C’était surtout celle que l’on fabrique chez soi ou devant des amis certaines fins d’après-midi, quand il avait réussi à réunir dans son petit logis de la banlieue parisienne quelques uns de ses amis et collègues qui partageaient avec lui l’enthousiasme pour l’enseignement et une attirance particulière pour les instruments à cordes parmi lesquels le violoncelle gardait depuis longtemps sa préférence. Elle lui avait été transmise dès son plus jeune âge par sa mère.

Cette dame n’était pas de première jeunesse. Mais elle avait pour lui aussi bien que pour son fils chéri ce que ressentent la plupart des mères attirées moins que séduites par le charme attribué à leur rejeton auquel elles vouent une tendresse sans réserve. Quand cette note était caressée par son archet de violoncelliste, elle provoquait chez ses auditeurs des vibrations si profondes qu’elles traversaient le corps, déclenchant de ci de là des frémissements aussi agréables à l’oreille qu’à d’autres organes.
Cet enseignant, comme on le voit n’avait pas seulement une corde à son arc mais des ressorts dans son âme qui rendaient sa vie passionnante et son existence aussi palpitante que le faisaient les instruments de percussion rythmant les mesures jouées pendant l’exécution des œuvres qu’il mettait à son programme. Il menait une vie heureuse, à l’abri du besoin et de l’ennui qu’éprouvent certains agents de professions où l’invention est tarie, l’imagination éteinte et l’enthousiasme définitivement endormi. Son souci actuel consistait à se demander comment il allait s’y prendre pour expliquer à ses élèves les modalités et les raisons de nouvelles réformes des programmes scolaires imposées plus que proposées par une succession de gouvernements à l’enthousiasme sans limite quand il s’agissait de réformer, innover, inventer de nouveaux programmes d’enseignement.
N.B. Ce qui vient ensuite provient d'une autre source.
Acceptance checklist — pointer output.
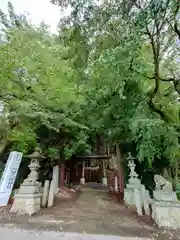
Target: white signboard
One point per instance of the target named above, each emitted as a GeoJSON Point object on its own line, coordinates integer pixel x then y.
{"type": "Point", "coordinates": [9, 176]}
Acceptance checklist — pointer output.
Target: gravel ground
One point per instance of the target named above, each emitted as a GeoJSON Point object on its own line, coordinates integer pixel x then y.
{"type": "Point", "coordinates": [19, 234]}
{"type": "Point", "coordinates": [92, 213]}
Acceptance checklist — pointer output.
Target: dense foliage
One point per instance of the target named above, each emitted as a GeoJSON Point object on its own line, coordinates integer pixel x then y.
{"type": "Point", "coordinates": [110, 73]}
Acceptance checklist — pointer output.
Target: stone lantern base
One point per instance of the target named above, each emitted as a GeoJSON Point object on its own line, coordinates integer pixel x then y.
{"type": "Point", "coordinates": [26, 203]}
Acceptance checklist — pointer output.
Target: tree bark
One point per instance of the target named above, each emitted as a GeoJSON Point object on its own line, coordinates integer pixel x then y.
{"type": "Point", "coordinates": [120, 170]}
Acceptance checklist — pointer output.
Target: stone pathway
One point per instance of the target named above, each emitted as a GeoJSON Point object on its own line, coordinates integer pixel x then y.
{"type": "Point", "coordinates": [94, 213]}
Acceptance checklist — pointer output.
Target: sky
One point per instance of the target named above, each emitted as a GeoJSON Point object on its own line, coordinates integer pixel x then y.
{"type": "Point", "coordinates": [39, 10]}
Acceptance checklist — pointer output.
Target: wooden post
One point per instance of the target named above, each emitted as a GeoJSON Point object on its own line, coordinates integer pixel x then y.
{"type": "Point", "coordinates": [62, 168]}
{"type": "Point", "coordinates": [82, 180]}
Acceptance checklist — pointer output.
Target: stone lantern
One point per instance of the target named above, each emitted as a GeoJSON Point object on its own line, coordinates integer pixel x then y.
{"type": "Point", "coordinates": [28, 198]}
{"type": "Point", "coordinates": [133, 175]}
{"type": "Point", "coordinates": [133, 182]}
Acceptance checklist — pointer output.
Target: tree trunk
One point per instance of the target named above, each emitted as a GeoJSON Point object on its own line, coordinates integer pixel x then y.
{"type": "Point", "coordinates": [120, 170]}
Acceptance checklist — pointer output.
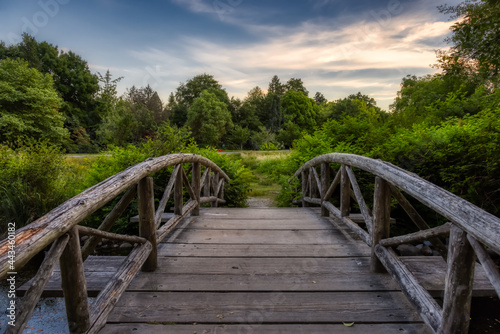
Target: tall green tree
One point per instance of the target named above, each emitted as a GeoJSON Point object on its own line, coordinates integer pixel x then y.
{"type": "Point", "coordinates": [209, 119]}
{"type": "Point", "coordinates": [297, 85]}
{"type": "Point", "coordinates": [475, 40]}
{"type": "Point", "coordinates": [187, 92]}
{"type": "Point", "coordinates": [29, 105]}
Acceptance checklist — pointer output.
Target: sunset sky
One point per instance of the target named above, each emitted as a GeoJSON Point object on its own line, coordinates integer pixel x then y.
{"type": "Point", "coordinates": [336, 47]}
Il était d’autant plus affecté par la vigueur et la précipitation des nouvelles mesures proposées pour alléger les emplois du temps qu’il enseignait essentiellement dans les classes secondaires, lieux privilégiés des expérimentations décidées par les gouvernements successifs. Penser à ces bouleversements et à la manière de les prendre en charge lui donnait la chair de poule et souvent l’empêchait de dormir. Cette situation lui occasionnait un stress qui altérait souvent sa joie de vivre et l’incitait à parler de ces problèmes avec ses collègues enseignants et plus souvent encore avec ses élèves.
-  Comment allons-nous nous tirer de là demandait-il avec angoisse aux professeurs de son lycée aussi bien qu’à ses élèves ?
-  Comment arriver à comprimer les programmes sans laisser tomber des sujets que je trouve indispensables à la formation des futurs apprentis et étudiants que nous aurons la charge d’éduquer, demandait-il d’une voix angoissée à ses supérieurs hiérarchiques ?
-  Le monstrueux chômage que nous avons actuellement en France n’est-il pas du aux lacunes dans l’enseignement que nous avons dans nos programmes ? disait-il à la ronde.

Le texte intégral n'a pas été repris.